One common task in DL is that you normalize input samples to zero mean and unit variance. One can "manually" perform the normalization using code like this:
mean = np.mean(X, axis = 0)
std = np.std(X, axis = 0)
X = [(x - mean)/std for x in X]
However, then one must keep the mean and std values around, to normalize the testing data, in addition to the Keras model being trained. Since the mean and std are learnable parameters, perhaps Keras can learn them? Something like this:
m = Sequential()
m.add(SomeKerasLayzerForNormalizing(...))
m.add(Conv2D(20, (5, 5), input_shape = (21, 100, 3), padding = 'valid'))
... rest of network
m.add(Dense(1, activation = 'sigmoid'))
I hope you understand what I'm getting at.
Add BatchNormalization as the first layer and it works as expected, though not exactly like the OP's example. You can see the detailed explanation here.
Both the OP's example and batch normalization use a learned mean and standard deviation of the input data during inference. But the OP's example uses a simple mean that gives every training sample equal weight, while the BatchNormalization layer uses a moving average that gives recently-seen samples more weight than older samples.
Importantly, batch normalization works differently from the OP's example during training. During training, the layer normalizes its output using the mean and standard deviation of the current batch of inputs.
A second distinction is that the OP's code produces an output with a mean of zero and a standard deviation of one. Batch Normalization instead learns a mean and standard deviation for the output that improves the entire network's loss. To get the behavior of the OP's example, Batch Normalization should be initialized with the parameters scale=False and center=False.

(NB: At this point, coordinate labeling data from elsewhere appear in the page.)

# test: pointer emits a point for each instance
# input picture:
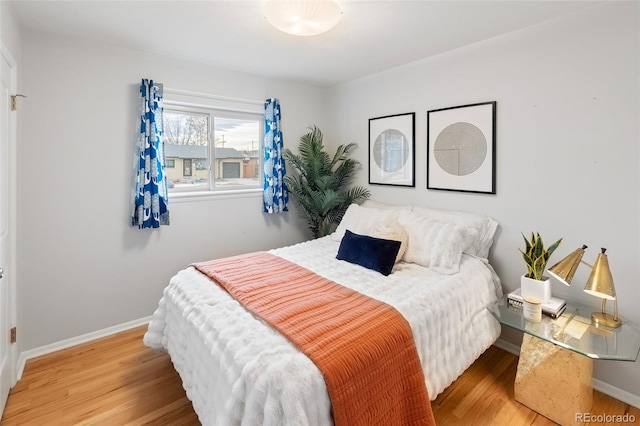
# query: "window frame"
(213, 111)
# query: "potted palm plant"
(536, 256)
(319, 185)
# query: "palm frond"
(318, 180)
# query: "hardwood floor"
(118, 381)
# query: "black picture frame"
(392, 149)
(461, 148)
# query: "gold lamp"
(599, 284)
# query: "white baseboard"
(67, 343)
(599, 385)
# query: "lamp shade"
(600, 282)
(565, 269)
(302, 17)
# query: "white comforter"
(238, 370)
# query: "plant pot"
(541, 290)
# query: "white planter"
(541, 290)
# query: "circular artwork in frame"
(460, 149)
(391, 150)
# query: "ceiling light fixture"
(302, 17)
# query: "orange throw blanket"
(363, 347)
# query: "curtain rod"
(216, 97)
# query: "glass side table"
(556, 358)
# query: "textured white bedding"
(238, 370)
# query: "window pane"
(186, 145)
(237, 152)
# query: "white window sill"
(186, 197)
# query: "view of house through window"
(211, 150)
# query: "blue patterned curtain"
(150, 197)
(276, 195)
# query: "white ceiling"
(371, 37)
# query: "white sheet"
(238, 370)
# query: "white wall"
(82, 267)
(567, 166)
(568, 103)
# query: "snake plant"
(535, 255)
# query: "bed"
(236, 369)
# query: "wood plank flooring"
(118, 381)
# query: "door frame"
(11, 269)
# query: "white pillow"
(484, 225)
(368, 203)
(361, 220)
(434, 244)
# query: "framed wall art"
(392, 150)
(461, 147)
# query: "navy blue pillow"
(372, 253)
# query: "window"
(209, 149)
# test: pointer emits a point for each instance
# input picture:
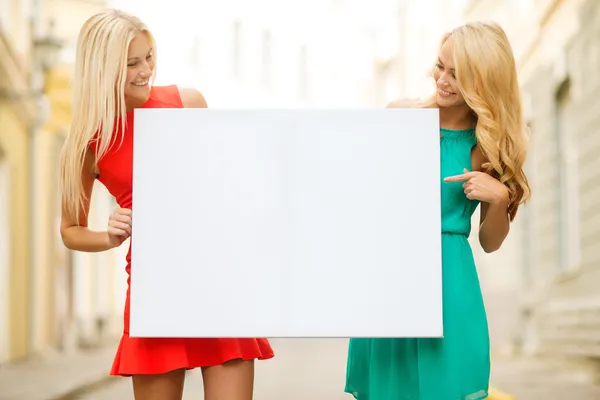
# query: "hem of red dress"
(128, 374)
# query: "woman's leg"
(233, 380)
(168, 386)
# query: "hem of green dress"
(481, 395)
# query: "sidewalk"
(58, 377)
(545, 379)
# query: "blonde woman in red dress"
(114, 68)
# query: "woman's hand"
(119, 226)
(481, 186)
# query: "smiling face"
(448, 93)
(140, 65)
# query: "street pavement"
(315, 369)
(302, 369)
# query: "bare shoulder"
(192, 98)
(401, 103)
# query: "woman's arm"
(494, 224)
(79, 237)
(192, 98)
(494, 221)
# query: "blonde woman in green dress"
(482, 150)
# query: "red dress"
(156, 355)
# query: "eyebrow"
(440, 61)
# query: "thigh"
(168, 386)
(233, 380)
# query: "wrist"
(501, 198)
(110, 244)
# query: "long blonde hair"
(487, 76)
(98, 97)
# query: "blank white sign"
(286, 223)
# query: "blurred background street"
(61, 311)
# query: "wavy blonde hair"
(487, 77)
(98, 97)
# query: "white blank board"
(286, 223)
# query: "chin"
(137, 99)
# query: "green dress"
(456, 367)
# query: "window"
(568, 183)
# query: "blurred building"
(50, 299)
(240, 55)
(408, 38)
(552, 263)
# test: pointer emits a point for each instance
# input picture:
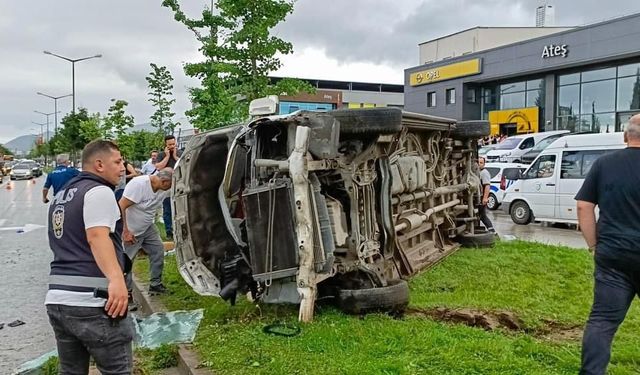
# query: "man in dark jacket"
(612, 184)
(85, 235)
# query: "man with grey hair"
(59, 176)
(142, 197)
(612, 184)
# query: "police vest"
(73, 267)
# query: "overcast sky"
(353, 40)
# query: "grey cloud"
(132, 33)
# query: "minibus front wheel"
(521, 213)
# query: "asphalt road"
(24, 270)
(26, 257)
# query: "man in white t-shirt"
(141, 199)
(149, 167)
(88, 256)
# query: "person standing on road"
(141, 199)
(612, 184)
(85, 237)
(59, 176)
(150, 166)
(485, 189)
(168, 158)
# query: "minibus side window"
(543, 167)
(576, 164)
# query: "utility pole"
(73, 71)
(55, 108)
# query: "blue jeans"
(83, 332)
(613, 292)
(166, 216)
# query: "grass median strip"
(547, 289)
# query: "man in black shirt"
(168, 158)
(613, 184)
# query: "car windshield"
(508, 144)
(544, 143)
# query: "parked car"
(485, 149)
(546, 190)
(513, 148)
(36, 169)
(21, 171)
(343, 205)
(499, 182)
(531, 155)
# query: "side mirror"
(513, 174)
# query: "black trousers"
(84, 332)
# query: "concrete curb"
(188, 360)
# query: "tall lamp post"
(73, 71)
(46, 114)
(42, 139)
(55, 108)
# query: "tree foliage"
(117, 121)
(160, 95)
(4, 150)
(239, 53)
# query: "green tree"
(71, 138)
(160, 95)
(93, 128)
(117, 121)
(5, 151)
(239, 52)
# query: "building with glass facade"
(583, 79)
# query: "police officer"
(85, 235)
(59, 176)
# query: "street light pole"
(55, 108)
(41, 129)
(73, 71)
(46, 114)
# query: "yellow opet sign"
(525, 119)
(441, 73)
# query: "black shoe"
(157, 289)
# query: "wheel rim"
(520, 213)
(492, 202)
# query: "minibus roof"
(588, 140)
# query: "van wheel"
(521, 213)
(471, 129)
(492, 204)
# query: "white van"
(511, 149)
(499, 182)
(546, 190)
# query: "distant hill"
(21, 145)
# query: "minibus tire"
(527, 215)
(495, 202)
(473, 129)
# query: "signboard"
(555, 51)
(517, 120)
(445, 72)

There's now a Keras layer for this purpose, Normalization. At time of writing it is in the experimental module, keras.layers.experimental.preprocessing.
https://keras.io/api/layers/preprocessing_layers/core_preprocessing_layers/normalization/
Before you use it, you call the layer's adapt method with the data X you want to derive the scale from (i.e. mean and standard deviation). Once you do this, the scale is fixed (it does not change during training). The scale is then applied to the inputs whenever the model is used (during training and prediction).
from keras.layers.experimental.preprocessing import Normalization
norm_layer = Normalization()
norm_layer.adapt(X)
model = keras.Sequential()
model.add(norm_layer)
# ... Continue as usual.
Maybe you can use sklearn.preprocessing.StandardScaler to scale you data,
This object allow you to save the scaling parameters in an object,
Then you can use Mixin types inputs into you model, lets say:
Your_model
[param1_scaler, param2_scaler]
Here is a link https://www.pyimagesearch.com/2019/02/04/keras-multiple-inputs-and-mixed-data/
https://keras.io/getting-started/functional-api-guide/
There's BatchNormalization, which learns mean and standard deviation of the input. I haven't tried using it as the first layer of the network, but as I understand it, it should do something very similar to what you're looking for.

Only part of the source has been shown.